The research paper aimed to investigate the relationship between the major popular cryptocurrencies in terms of market dominance and identify any pattern and/or causality between the short-run and long-run series. Cryptocurrency has received much attention because of media publicity and the financial returns it generates within a short time, with its associated risk level. This innovative financial research investigates for the first time by thoroughly analyzing nine top cryptocurrencies, excluding stablecoins. The study used the Vector Error Correction model to analyse how the various cryptocurrency under investigation are interconnected. The results demonstrated how concentrated the causality effect is on some specific cryptocurrencies.
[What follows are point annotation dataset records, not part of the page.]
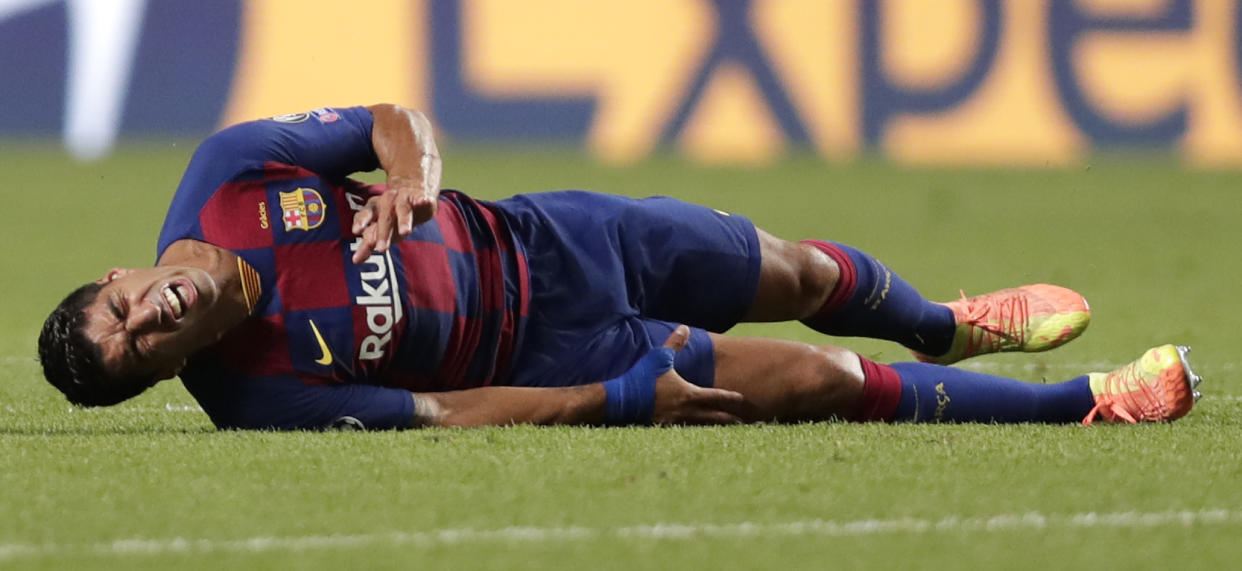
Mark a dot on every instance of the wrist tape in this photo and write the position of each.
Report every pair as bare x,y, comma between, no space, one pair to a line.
630,399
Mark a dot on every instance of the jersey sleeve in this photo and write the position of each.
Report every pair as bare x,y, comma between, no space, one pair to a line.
330,143
286,404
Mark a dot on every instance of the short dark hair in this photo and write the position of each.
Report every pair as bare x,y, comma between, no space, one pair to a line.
73,364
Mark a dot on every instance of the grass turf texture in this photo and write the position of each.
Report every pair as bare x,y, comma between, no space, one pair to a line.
150,484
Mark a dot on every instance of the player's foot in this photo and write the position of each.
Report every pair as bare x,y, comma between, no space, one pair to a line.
1030,318
1158,387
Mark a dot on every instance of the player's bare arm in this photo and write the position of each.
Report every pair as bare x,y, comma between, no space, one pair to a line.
676,402
406,149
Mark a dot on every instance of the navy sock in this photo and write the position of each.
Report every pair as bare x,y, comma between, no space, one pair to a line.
873,302
942,394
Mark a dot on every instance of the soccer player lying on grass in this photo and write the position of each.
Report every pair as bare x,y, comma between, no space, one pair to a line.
287,296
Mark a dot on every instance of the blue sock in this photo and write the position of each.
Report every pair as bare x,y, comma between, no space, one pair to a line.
942,394
873,302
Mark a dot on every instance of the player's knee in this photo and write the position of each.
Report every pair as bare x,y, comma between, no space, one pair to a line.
817,277
825,374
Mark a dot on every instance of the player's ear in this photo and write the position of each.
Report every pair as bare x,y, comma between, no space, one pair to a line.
113,274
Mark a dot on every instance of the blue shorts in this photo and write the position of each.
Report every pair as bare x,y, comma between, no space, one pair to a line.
611,277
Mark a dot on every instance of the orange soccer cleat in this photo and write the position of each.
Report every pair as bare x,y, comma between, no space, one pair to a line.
1158,387
1030,318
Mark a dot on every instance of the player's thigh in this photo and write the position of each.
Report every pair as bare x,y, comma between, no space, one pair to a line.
788,380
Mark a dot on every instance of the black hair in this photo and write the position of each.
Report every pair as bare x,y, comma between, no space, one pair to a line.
73,364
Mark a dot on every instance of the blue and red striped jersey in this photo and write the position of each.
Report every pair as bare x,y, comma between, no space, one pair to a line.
442,309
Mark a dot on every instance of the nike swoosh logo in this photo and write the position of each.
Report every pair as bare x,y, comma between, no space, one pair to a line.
326,359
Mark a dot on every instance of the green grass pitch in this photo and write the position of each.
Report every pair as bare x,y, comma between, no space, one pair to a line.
1155,248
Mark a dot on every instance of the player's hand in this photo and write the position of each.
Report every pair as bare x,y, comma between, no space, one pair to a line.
406,150
393,215
681,402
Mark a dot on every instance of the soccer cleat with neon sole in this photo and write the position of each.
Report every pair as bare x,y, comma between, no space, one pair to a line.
1030,318
1159,386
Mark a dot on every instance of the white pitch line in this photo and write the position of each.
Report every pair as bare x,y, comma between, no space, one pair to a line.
1031,520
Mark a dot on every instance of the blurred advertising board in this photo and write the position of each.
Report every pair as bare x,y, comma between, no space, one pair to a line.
1027,82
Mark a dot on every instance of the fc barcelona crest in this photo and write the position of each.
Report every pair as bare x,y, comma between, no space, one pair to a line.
302,209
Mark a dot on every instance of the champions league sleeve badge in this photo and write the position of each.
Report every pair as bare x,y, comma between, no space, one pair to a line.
302,209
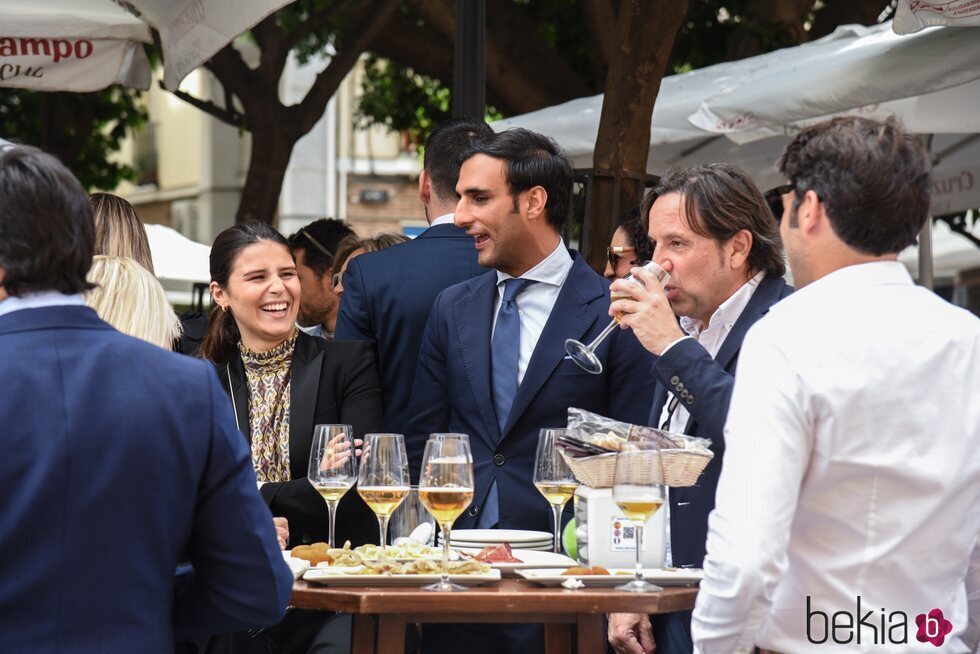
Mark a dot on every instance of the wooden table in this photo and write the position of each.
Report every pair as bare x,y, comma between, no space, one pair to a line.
380,614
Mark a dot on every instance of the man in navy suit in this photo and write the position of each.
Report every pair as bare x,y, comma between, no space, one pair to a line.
713,232
388,294
493,362
120,460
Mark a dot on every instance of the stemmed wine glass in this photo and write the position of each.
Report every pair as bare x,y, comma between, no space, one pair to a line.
333,467
383,479
639,492
584,355
552,476
446,489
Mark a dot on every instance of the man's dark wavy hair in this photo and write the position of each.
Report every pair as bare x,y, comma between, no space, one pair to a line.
47,234
532,159
872,177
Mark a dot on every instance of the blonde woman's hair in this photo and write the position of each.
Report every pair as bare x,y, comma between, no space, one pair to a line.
130,299
119,230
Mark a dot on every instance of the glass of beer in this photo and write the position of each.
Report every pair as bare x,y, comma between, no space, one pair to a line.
446,489
584,355
638,491
383,480
552,476
333,467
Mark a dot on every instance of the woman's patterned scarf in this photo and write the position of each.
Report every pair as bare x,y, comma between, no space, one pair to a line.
267,374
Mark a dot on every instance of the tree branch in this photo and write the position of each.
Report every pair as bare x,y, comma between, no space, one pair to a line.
229,116
310,109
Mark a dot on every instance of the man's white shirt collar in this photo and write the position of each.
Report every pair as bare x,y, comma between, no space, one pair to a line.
445,219
728,311
40,300
553,269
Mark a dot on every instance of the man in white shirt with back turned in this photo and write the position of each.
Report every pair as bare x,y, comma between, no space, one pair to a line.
846,515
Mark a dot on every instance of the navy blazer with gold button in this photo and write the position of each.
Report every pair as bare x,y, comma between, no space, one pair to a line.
704,385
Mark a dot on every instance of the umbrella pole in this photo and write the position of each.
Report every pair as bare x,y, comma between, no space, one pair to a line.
925,238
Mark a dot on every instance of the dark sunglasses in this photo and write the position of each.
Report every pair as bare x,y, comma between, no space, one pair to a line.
774,198
615,252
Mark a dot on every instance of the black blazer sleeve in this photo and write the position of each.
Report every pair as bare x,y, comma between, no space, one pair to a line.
347,392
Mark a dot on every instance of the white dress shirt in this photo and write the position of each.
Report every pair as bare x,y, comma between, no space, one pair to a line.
39,300
711,339
444,219
534,305
852,468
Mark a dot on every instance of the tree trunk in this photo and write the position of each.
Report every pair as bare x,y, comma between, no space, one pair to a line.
271,149
645,34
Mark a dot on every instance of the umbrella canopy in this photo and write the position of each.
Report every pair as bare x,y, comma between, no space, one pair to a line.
86,45
176,257
744,112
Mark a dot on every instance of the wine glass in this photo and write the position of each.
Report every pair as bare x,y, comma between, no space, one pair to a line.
383,479
552,476
638,490
446,489
584,355
333,467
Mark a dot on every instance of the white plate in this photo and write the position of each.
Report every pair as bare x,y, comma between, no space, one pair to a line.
547,544
672,577
332,578
529,559
499,535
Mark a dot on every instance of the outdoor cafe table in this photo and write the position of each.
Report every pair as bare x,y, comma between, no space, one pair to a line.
380,614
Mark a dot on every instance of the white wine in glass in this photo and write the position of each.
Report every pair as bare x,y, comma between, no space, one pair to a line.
552,477
584,355
383,480
638,491
446,489
333,467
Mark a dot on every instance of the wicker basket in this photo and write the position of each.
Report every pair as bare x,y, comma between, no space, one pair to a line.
681,468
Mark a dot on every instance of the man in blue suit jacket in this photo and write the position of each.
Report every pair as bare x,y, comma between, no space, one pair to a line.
493,362
388,294
714,233
120,460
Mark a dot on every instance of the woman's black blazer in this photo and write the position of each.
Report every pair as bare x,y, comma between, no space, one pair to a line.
331,382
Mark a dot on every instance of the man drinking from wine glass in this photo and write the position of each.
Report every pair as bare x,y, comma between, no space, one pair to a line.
713,232
847,515
493,364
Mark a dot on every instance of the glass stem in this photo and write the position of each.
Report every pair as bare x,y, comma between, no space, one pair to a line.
602,336
446,526
556,510
332,510
383,526
639,552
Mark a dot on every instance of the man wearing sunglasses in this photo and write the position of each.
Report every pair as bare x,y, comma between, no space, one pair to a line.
713,233
315,248
852,477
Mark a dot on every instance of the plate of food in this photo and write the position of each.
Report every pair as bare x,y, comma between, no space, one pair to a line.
410,573
318,553
599,577
508,560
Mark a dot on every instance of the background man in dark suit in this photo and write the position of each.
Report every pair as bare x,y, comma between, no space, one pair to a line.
493,362
388,294
714,233
315,248
118,458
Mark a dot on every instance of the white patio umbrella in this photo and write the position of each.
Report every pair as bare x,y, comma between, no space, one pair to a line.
744,112
176,257
86,45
The study uses the top nine cryptocurrencies on the crypto markets, excluding stablecoins that have existed since October 2017. The frequency of the data is 1523 daily closing prices. The choice of the data stemmed from its availability and has existed since October 2017. The primary outcome is clear and possibly explains the dominance of Bitcoin and Ethereum as the main drivers of the prices of related or altcoins. Any movement in the price level of the two dominant cryptos affects all the altcoins on the crypto market. The research further unearths the interconnection or correlation between the major cryptocurrencies. It will assist institutional and retail investors, fund managers, and managers, with the possible mix of assets in their portfolio based on their risk appetite level in making investment decisions.